The trucks will be built by GM in Fort Wayne, Ind., and sent to a supplier that will retrofit them to use compressed natural-gas tanks.
The vehicles – the 2013 Chevrolet Silverado and GMC Sierra 2500 HD – include a compressed natural gas (CNG) capable Vortec 6.0L V8 engine that seamlessly transitions between CNG and gasoline fuel systems. According to the automaker, the trucks offer a range of more than 650 miles.
A vehicle such as the ones GM will offer can save a driver $6,000 to $10,000 in fuel costs over a three-year period because CNG is cheaper than gasoline, Joyce Mattman, director of GM commercial product and specialty vehicles, said before the announcement.
GM didn’t disclose the prices of the vehicles, and any premium over gasoline-only cars might offset savings on fuel.
CNG offers benefits in increased fuel efficiency and reduced emissions.

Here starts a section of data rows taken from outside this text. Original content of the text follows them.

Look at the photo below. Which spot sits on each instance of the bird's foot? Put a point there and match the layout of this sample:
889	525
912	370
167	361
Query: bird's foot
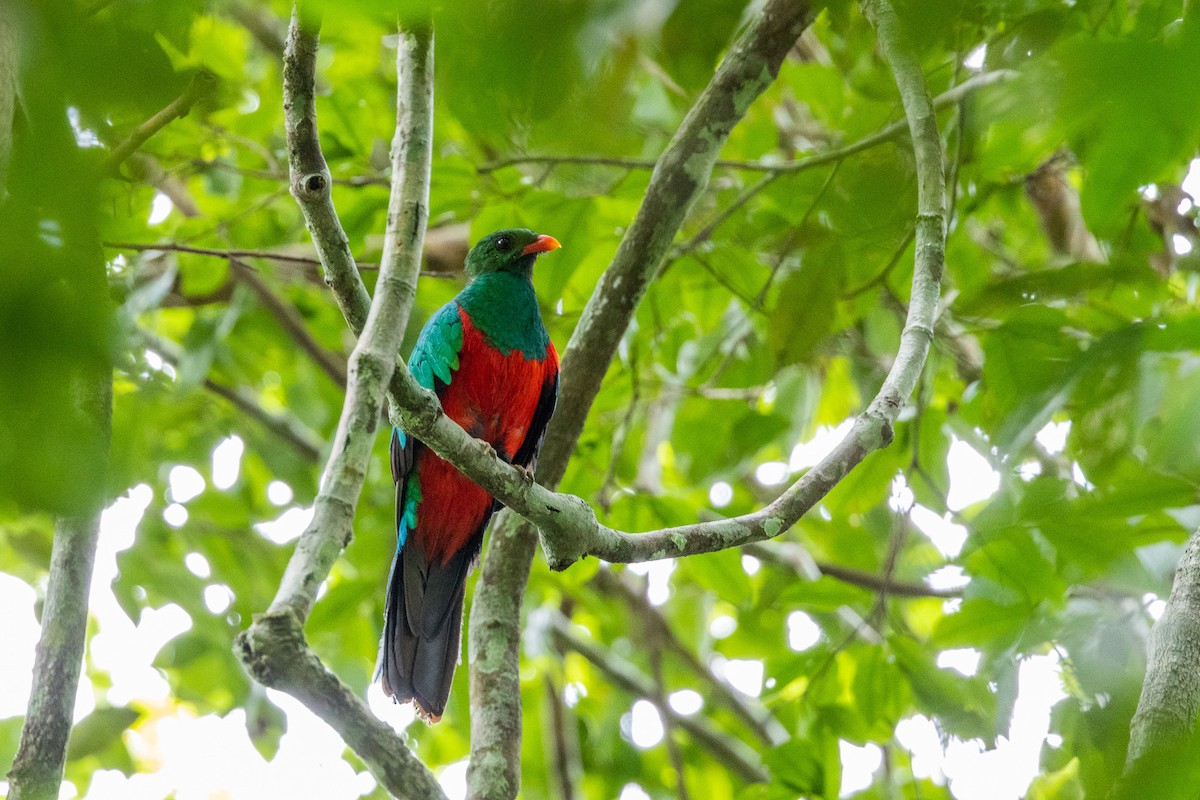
489	450
425	716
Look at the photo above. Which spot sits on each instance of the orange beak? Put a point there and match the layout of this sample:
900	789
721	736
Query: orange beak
543	244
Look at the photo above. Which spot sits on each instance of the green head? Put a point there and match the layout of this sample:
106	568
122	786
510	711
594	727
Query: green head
508	251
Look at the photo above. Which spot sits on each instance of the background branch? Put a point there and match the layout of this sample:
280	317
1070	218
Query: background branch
331	364
202	84
756	716
797	559
730	752
289	429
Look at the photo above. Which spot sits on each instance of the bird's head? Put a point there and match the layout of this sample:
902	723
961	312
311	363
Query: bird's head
508	251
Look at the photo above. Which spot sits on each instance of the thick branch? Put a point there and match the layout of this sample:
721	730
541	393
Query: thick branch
678	180
372	365
412	155
310	178
275	653
730	752
201	85
568	524
1170	696
37	768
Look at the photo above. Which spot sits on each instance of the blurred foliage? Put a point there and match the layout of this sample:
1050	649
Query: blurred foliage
780	323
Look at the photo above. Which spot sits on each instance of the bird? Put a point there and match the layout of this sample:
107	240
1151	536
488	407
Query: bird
489	359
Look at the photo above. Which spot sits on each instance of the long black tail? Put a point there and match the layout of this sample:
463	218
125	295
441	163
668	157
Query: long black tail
423	627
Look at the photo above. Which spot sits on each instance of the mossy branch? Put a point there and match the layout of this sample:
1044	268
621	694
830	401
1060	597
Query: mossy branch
273	649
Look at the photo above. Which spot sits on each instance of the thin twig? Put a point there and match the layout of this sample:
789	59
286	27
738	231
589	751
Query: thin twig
678	180
730	752
310	178
887	133
274	642
202	84
287	316
755	716
289	429
805	566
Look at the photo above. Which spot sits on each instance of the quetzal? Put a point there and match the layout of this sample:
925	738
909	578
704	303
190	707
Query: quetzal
487	356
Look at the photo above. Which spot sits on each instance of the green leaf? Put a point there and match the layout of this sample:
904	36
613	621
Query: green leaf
97	731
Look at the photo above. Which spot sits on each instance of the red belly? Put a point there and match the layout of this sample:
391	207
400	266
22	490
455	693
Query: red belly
493	397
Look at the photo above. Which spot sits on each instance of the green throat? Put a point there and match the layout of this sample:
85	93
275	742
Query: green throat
504	307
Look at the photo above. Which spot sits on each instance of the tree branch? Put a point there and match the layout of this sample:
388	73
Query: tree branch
310	178
275	653
678	180
292	431
1170	696
756	716
274	645
36	770
569	528
945	100
412	157
797	559
730	752
287	316
202	84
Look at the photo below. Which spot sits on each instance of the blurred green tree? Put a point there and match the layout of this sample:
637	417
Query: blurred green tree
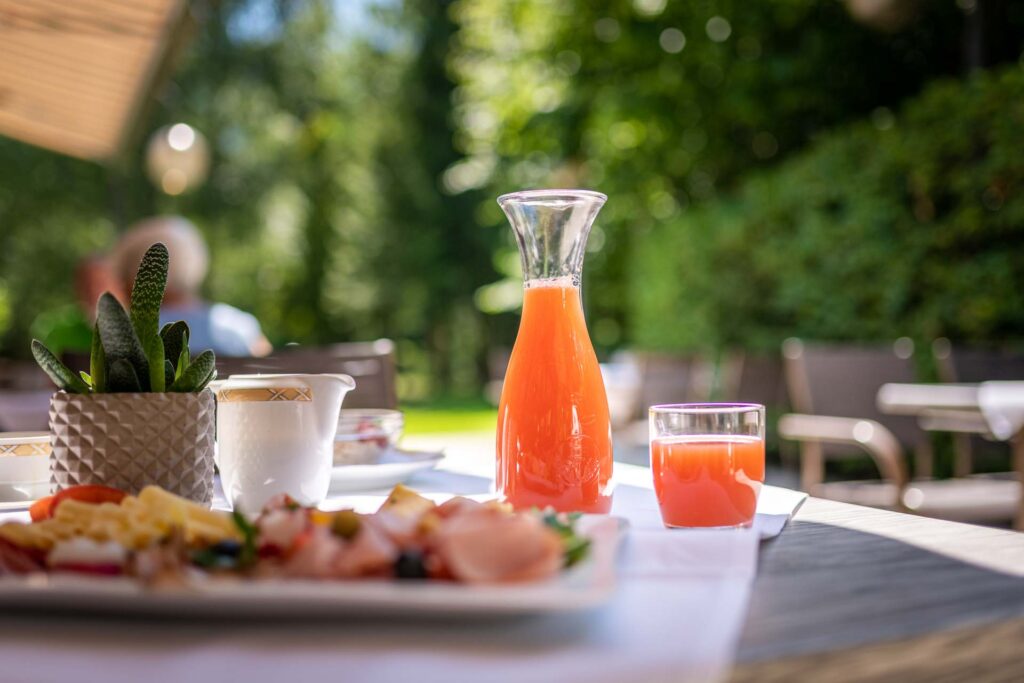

It generates 25 percent less carbon dioxide and is in abundant supply. The infrastructure is growing, too. Since 2009, the number of CNG stations has increased 26 percent.
Natural gas costs on average one-third less than conventional gasoline and there are 1,000 CNG-fueling stations in the U.S., of which about half are open to the public, according to Natural Gas Vehicles for America, a trade group based in Washington.